FYI on private IP address in certs. The following is from GoDaddy
"Phasing out Intranet Names and IP Addresses in SSLs
The Internet security community is phasing out the use of intranet names and IP addresses as primary domain names or Subject Alternative Names (SANs) in SSL certificates. This is an industry-wide decision, not one specific to our company.
As of July 1, 2012, we no longer accept new requests, rekeys or renewals for SSL certificates that contain intranet names or IP addresses and are valid beyond Nov. 1, 2015. In addition, we do not support SSL certificates that secure public IP addresses or IPv6 addresses.

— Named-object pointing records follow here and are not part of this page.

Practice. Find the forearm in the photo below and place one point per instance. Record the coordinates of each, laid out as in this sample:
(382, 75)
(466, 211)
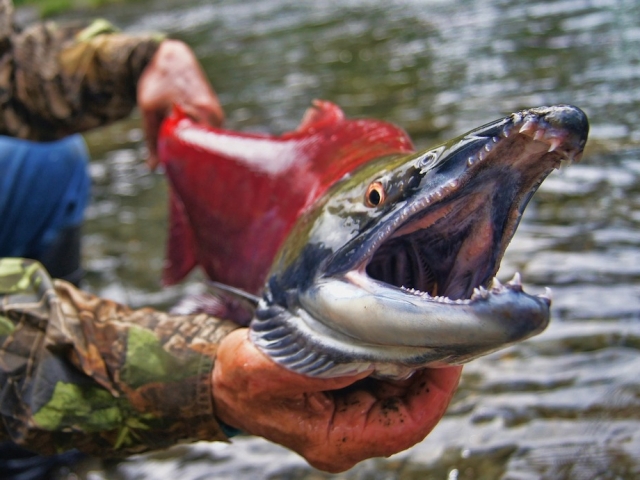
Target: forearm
(83, 372)
(57, 80)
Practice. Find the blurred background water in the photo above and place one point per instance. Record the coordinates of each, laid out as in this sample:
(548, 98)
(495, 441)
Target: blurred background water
(565, 404)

An intranet name is the name of a private network, such as server1, mail orserver2.local, that public Domain Name Servers (DNS) cannot access. An IP address is a string of numbers, such as 123.45.67.890, that defines a computer's location.
Why the change?
To create a safer online environment, members of the Certificate Authorities Browser Forum met to define implementation guidelines for SSL certificates. As a result, effective October 1, 2016, Certification Authorities (CAs) must revoke SSL certificates that use intranet names or IP addresses.
In short, this change increases security. Because internal server names are not unique, they are vulnerable to man-in-the-middle (MITM) attacks. In a MITM attack, the attacker uses a copy of the real certificate or a duplicate certificate to intercept and retransmit messages. Because CAs issue multiple certificates for the same internal name, an attacker can make a valid request for a duplicate certificate and use it for the MITM.
To read the CA/Browser Forum guidelines, click here."
I will try to see if I have a how-to, If not I will post one tomorrow.